Comparison of abdominal CT protocols: a multi-center study on image quality and radiation dose levels.
Damien Racine  1@  , Nick Ryckx  1  , Alexandre Ba  1@  , Anais Viry  2@  , Fabio Becce  3@  , Sabine Schmidt  3  , Francis Verdun  1@  
1 : Institut de Radiophysique  (IRA)  -  Site web
Rue du grand pré, 1 CH-1007 Lausanne -  Suisse
2 : Institut de Radiophysique  (IRA)  -  Site web
Rue du grand pré, 1 CH-1007 Lausanne -  Suisse
3 : Centre Hospitalier Universitaire Vaudois  (CHUV)  -  Site web
Rue du Bugnon, 46 1011 Lausanne -  Suisse

Introduction: (1) To highlight the spread of patient exposure and image quality performances for various abdominal protocols. (2) To ensure that radiation dose reductions in abdominal CT protocols do not impair the detection of low-contrast structures.

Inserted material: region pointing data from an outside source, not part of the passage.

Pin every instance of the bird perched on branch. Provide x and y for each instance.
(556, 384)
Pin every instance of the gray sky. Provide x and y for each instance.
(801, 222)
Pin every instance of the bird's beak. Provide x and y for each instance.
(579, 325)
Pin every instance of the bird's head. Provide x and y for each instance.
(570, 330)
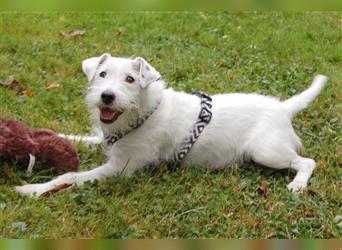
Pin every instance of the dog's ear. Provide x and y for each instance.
(147, 74)
(90, 65)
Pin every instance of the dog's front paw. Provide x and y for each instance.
(31, 190)
(296, 186)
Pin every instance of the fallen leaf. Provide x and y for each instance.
(72, 33)
(14, 84)
(62, 18)
(53, 85)
(120, 31)
(56, 189)
(263, 187)
(28, 93)
(311, 193)
(309, 214)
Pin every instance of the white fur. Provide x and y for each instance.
(243, 126)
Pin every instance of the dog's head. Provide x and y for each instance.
(117, 85)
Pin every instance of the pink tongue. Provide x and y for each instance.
(107, 114)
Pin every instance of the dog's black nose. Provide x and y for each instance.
(107, 97)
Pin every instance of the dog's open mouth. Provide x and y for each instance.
(109, 115)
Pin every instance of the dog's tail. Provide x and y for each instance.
(302, 101)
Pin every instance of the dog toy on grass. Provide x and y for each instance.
(23, 144)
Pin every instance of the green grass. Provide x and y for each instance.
(270, 53)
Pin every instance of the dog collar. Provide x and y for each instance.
(204, 118)
(110, 139)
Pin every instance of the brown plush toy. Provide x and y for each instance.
(19, 142)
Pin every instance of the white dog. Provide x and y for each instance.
(143, 123)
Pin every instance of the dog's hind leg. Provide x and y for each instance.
(280, 155)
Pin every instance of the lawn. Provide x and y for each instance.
(274, 54)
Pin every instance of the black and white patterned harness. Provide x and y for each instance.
(203, 119)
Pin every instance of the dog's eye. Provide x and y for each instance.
(129, 79)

Methods: An anthropomorphic abdominal phantom (QRM, Moehrendorf, Germany) with two optional rings (2.5 cm and 5 cm), representing the attenuation of an adult abdomen of 50 kg (small phantom), 75 kg (medium phantom) and 100 kg (large phantom), was scanned on 70 CT machines in the Western part of Switzerland. The phantom contains in the axial plane four spheres of 5, 6 and 8 mm in diameter with a contrast of 20 HU relative to the background at 120 kV. For statistical reasons, each phantom size was systematically scanned 10 times using local clinical settings of the portal phase for the detection of focal liver lesions (FLL); 40 regions of interest (ROIs) including the target and 150 ROIs with background noise only were extracted. Low contrast detectability (LCD) was objectively assessed using a Channelized Hotelling mathematical model Observer (CHO) with ten dense differences of Gaussian channels for the calculation of a receiver operating characteristic (ROC) curve. For each lesion size, the area under the ROC curve (AUC) was used as a figure of merit (FOM). A new image quality metric, called the weighted AUC (AUC), was proposed to combine the AUC results of all 3 different lesion sizes in a single metric. The displayed CTDIvol was used as a radiation dose metric.

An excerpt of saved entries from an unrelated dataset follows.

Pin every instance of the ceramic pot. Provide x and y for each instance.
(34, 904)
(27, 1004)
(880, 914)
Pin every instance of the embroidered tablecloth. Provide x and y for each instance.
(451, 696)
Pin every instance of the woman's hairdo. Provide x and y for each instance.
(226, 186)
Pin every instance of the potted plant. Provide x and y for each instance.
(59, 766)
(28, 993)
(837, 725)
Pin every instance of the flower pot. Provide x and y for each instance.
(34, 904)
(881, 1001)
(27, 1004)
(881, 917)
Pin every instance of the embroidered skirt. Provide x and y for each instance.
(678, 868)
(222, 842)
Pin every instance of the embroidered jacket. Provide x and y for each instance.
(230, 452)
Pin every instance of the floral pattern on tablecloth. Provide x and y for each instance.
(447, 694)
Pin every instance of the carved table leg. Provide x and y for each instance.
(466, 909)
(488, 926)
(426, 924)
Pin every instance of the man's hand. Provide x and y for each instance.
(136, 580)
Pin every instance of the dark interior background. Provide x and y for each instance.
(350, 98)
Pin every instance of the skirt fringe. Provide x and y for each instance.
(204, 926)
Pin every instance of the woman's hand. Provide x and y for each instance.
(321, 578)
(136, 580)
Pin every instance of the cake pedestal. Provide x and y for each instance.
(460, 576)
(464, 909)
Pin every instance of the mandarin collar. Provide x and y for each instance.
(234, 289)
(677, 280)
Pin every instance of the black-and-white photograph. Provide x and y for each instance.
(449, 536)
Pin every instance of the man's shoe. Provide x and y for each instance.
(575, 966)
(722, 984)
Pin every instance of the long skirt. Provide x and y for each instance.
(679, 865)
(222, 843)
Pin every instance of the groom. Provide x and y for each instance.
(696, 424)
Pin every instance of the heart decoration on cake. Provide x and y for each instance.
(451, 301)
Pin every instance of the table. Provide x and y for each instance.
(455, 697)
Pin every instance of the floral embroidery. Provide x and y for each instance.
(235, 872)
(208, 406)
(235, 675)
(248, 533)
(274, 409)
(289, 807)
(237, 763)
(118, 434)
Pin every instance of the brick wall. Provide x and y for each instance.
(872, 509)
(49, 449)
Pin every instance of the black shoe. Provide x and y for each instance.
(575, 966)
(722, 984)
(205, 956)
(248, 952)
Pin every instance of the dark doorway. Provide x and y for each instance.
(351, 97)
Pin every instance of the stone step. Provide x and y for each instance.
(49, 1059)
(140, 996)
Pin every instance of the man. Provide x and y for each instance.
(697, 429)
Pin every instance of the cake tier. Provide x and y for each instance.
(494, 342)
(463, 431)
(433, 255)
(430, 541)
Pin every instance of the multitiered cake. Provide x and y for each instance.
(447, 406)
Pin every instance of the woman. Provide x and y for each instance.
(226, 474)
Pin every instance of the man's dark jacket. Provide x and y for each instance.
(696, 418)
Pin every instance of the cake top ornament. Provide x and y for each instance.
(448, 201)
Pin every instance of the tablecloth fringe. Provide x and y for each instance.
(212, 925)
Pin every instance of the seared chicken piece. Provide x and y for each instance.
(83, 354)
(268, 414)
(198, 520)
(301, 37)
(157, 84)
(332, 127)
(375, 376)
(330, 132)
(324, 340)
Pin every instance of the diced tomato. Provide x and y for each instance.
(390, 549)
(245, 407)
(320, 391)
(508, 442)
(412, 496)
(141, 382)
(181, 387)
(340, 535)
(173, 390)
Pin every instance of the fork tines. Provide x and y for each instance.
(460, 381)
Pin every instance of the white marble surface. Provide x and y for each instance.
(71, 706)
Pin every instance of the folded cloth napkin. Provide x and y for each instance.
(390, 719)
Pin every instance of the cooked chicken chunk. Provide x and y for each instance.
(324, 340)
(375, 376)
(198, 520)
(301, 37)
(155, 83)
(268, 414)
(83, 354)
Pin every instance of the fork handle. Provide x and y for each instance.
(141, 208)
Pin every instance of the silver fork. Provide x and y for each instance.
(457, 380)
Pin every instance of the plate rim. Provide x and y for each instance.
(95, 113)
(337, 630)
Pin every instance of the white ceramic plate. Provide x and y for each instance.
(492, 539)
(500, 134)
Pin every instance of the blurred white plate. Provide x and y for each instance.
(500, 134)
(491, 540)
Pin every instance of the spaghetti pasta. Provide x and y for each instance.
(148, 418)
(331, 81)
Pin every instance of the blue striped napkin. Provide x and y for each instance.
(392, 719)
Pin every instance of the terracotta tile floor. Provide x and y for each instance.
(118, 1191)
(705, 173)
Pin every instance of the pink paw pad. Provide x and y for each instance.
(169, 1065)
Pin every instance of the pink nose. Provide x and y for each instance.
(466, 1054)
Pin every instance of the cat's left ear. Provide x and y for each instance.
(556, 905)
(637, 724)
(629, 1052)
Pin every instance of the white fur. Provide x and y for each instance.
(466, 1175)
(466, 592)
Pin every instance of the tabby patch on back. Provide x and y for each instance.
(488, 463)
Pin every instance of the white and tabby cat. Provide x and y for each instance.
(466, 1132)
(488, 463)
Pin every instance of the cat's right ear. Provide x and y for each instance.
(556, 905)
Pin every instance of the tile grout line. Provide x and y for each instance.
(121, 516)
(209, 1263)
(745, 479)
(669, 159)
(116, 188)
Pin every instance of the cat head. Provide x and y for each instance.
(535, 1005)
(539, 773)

Results: The median dose used for acquisitions is equal to 5.8 mGy, 10.5 mGy and 16.3 mGy, respectively for the small, medium and large phantoms. For the small phantom, the median image quality is equal to 0.977 with an interquartile range (IQR) equal to 0.027. For the medium phantom the dispersion increased and the median image quality decreased (AUCw = 0.926 and IQR = 0.05). For the large phantom, despite a large range of CTDIvol, the median image quality also decreased (AUCw = 0.89 and IQR = 0.068) and six centers appeared as outliers with relatively limited AUCw scores (AUCw inferior to 0.75), due to very low CTDIvol values.

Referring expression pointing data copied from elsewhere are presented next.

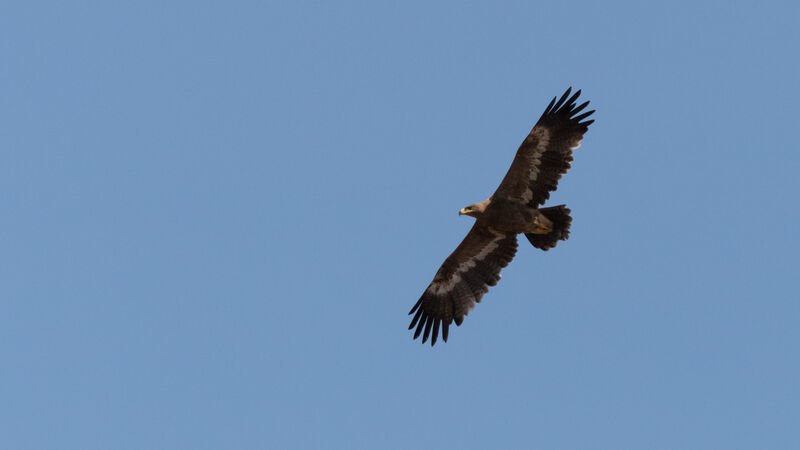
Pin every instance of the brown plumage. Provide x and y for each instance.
(545, 155)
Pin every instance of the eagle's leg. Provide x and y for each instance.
(560, 220)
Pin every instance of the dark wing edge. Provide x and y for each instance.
(461, 281)
(546, 153)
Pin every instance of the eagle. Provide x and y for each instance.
(514, 208)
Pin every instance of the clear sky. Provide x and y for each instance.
(215, 216)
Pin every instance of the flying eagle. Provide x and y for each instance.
(513, 209)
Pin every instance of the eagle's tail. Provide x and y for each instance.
(559, 215)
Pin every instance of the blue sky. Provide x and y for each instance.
(215, 218)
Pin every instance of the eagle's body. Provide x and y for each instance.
(513, 209)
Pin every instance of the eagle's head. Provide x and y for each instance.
(475, 209)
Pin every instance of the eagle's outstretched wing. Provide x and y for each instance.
(462, 280)
(546, 153)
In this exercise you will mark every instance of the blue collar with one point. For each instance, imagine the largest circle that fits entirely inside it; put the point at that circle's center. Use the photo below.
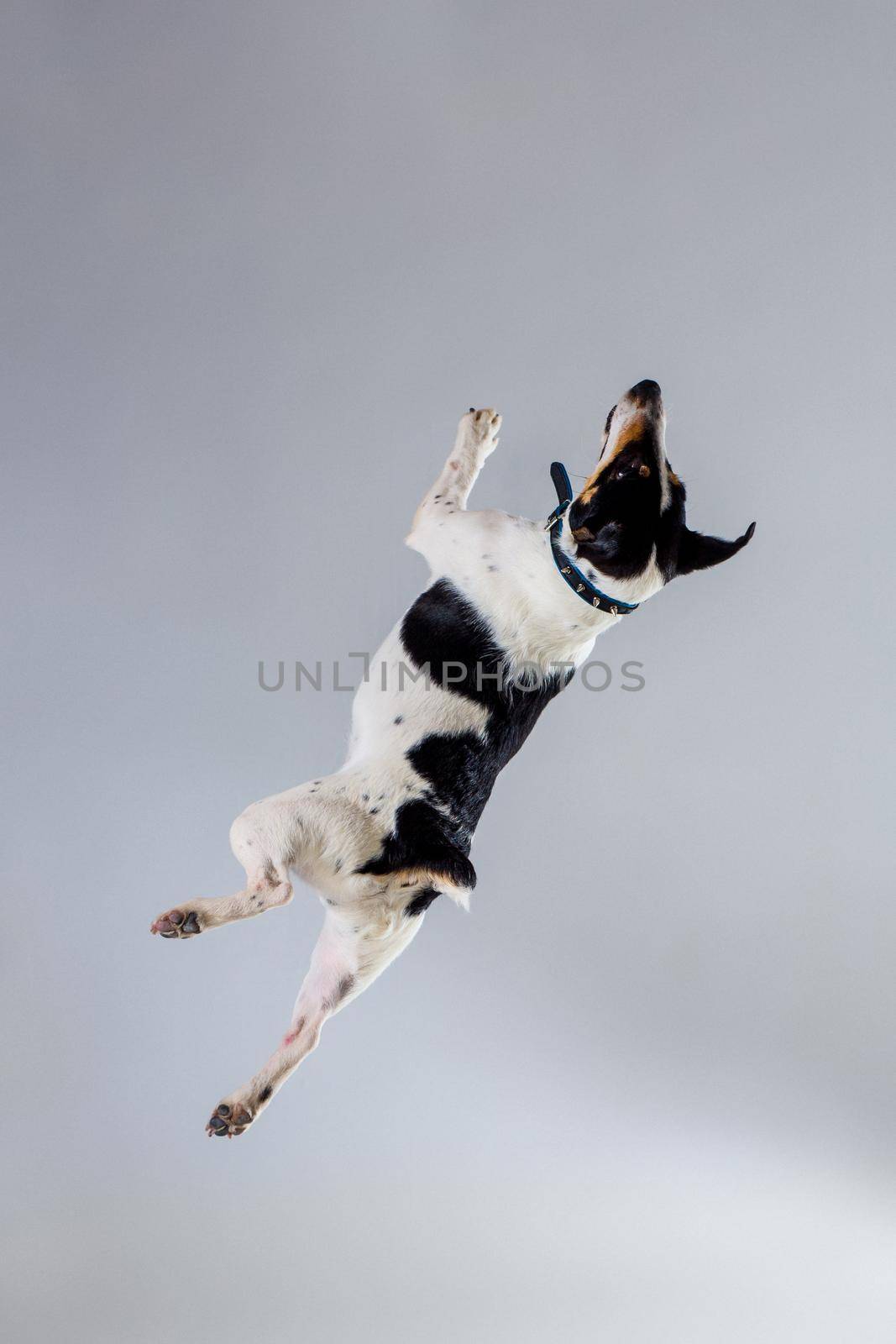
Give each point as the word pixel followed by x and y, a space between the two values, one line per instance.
pixel 571 573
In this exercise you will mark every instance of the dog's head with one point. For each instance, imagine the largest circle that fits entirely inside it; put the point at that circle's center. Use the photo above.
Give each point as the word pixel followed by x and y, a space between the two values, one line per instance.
pixel 633 504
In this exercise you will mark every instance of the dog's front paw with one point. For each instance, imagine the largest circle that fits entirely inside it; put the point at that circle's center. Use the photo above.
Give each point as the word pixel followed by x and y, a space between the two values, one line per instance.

Conclusions: The use of a CHO model showed that the majority of institutions performed reasonably well when searching FLL. However, for some outliers, the CTDIvol values were so small that image quality outcomes were clearly not adequate for the intended task. Moreover, the spread of image quality levels was associated with a large CTDIvol distribution, showing that the concept of diagnostic reference levels should be revisited to take into account the image quality aspect. This would ensure comparable diagnostic performance image information content whatever the type of CT unit.